Le soldat regrette de ne pouvoir sortir de « ça ». L'utilisation de ce pronom montre à quel point il est difficile de
mettre un mot précis sur ce que vivent les soldats pendant la première guerre mondiale. Un autre poilu se
demandait d'ailleurs: « comment décrire? Quels mots prendre? ».
Analyse du dessin:
La technique utilisée par l'illustrateur est l'aquarelle. Ce dessin montre avec un réalisme cru la réalité de ce
« ça » dont il est question dans la lettre de Maurice Drans.
Cette aquarelle joue sur des nuances de gris et des couleurs sombres pour représenter, de façon caricaturale, la
réalité d'un champ de bataille. Il place au-dessus du personnage un ciel entièrement blanc et sans fond, ce qui
suggère que le monde extérieur n'existe pas. Le seul personnage encore vivant se trouve comme juché sur un
« tas » immense de cadavres. En effet, ce tas occupe presque la moitié de l'image et arrête le regard du lecteur.
Les cadavres d'êtres humains sont montrés avec crudité: membres disloquées, vêtements arrachés, bouches
ouvertes, grimaces de souffrance et corbeaux venant manger et arrachant des bouts de chair sur les corps. Cette
scène est encore rendue plus difficile par la position du seul être humain vivant de cette image.
Ce personnage, central dans cette aquarelle, représente un soldat armé d'une baïonnette et équipé de son
« barda ». Il est représenté accroupi et regarde en face le spectateur. Le visage de ce personnage est caricatural
et extrêmement expressif. En effet, on lit dans les traits de cet homme toutes les peurs et les interrogations qu'il
porte à ce moment là: ces yeux sont cernés et arrondis et sa bouche semble formuler une question muette. On
voit aussi qu'il a raison d'avoir peur car un corbeau, dont l'attitude est menaçante, est déjà juché sur son sac et
attend qu'il tombe pour venir le dépecer. Le fait que son regard soit tourné vers le lecteur montre qu'il prend
celui-ci à témoin de ce qui se passe. Ce regard interpelle celui qui contemple cette œuvre et ne le laisse pas
indifférent.
Interprétation:
On peut supposer que la volonté de Juanjo Guarnido en peignant cette aquarelle a été de montrer toute l'horreur
de la guerre 14-18 en jouant sur des contrastes. En effet, ce soldat effrayé se trouve environné de milliers de
cadavres humains alors qu'il voudrait parler d'amour. Il y a un contraste saisissant entre ce qu'évoque le mot
« amour » et la face de ce pauvre soldat. Le regard qu'il porte sur le lecteur semble porter en soi une question
muette sur le « pourquoi ». « Pourquoi suis-je ici?
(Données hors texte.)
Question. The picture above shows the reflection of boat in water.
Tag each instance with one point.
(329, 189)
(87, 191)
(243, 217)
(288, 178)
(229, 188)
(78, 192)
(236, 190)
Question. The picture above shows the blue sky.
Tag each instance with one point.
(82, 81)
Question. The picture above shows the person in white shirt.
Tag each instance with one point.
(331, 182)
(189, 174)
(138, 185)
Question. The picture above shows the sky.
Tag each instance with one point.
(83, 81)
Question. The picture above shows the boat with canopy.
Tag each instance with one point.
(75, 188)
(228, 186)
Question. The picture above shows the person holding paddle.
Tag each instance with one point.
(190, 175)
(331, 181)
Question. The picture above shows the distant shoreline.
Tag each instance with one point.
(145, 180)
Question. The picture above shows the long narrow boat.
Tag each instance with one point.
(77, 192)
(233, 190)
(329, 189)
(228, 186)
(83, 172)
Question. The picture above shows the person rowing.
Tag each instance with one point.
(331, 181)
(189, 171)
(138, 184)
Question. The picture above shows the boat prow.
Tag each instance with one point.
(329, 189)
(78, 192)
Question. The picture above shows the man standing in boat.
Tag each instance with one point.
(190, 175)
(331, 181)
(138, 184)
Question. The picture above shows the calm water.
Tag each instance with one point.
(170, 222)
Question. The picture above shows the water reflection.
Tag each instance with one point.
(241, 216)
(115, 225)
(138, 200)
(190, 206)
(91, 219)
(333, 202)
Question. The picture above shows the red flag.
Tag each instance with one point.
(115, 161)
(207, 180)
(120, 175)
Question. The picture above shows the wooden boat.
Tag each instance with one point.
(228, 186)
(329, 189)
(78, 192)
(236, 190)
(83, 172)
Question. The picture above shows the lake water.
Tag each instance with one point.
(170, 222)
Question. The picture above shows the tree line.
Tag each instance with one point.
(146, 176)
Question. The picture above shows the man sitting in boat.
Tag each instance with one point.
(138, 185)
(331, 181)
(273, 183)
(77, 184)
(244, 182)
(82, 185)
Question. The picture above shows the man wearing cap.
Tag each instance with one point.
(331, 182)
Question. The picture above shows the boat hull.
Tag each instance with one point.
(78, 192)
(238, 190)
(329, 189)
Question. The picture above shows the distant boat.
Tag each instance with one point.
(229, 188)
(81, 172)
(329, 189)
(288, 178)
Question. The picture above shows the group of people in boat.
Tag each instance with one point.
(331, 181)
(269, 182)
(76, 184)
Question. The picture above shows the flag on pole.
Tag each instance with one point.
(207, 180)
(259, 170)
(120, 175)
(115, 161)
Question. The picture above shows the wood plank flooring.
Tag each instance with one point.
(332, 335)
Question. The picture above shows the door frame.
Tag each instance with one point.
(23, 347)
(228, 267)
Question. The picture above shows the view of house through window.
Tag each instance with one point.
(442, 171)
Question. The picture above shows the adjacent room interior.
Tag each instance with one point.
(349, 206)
Que faut-il faire? Comment survivre? ». Ces questions,
présentes dans le regard de l'homme sont directement posées à celui ou celle qui contemple cette illustration et
l'amène à réfléchir à ce qu'est la guerre.
On peut donc également y voir une forme de dénonciation de la guerre qui est ici montrée dans sa réalité crue et
absurde. Aucun être vivant n'y a sa place, sauf les charognards. L'être humain plongé dans cette situation ne
peut y connaître que du désarroi et de la peur.
Ce personnage nous regardant nous interpelle directement. En effet, avec ce regard, l'identification du lecteur
est immédiate. Ce soldat, ce pourrait être nous. Et nous serions comme lui, effrayé et dans l'incompréhension.
Nos souhaits seraient de parler d'amour et nous serions plongés dans cette réalité, morbide et abjecte.
Conclusion:
En réalisant cette aquarelle de dimension panoramique, Juanjo Guarnido a souhaité interpeler le lecteur en le
mettant face à une réalité difficilement soutenable et en montrant toute la misère du soldat sur le champ de
bataille.
Il montre ainsi, comme bien d'autres avant lui, toutes les souffrances qu'ont endurées les Poilus dans les
tranchées et nous propose une œuvre choquante afin de faire réagir son lecteur. Il s'inscrit ainsi dans la suite
d'un peintre comme Otto Dix qui a représenté les horreurs de la guerre afin de mieux la dénoncer.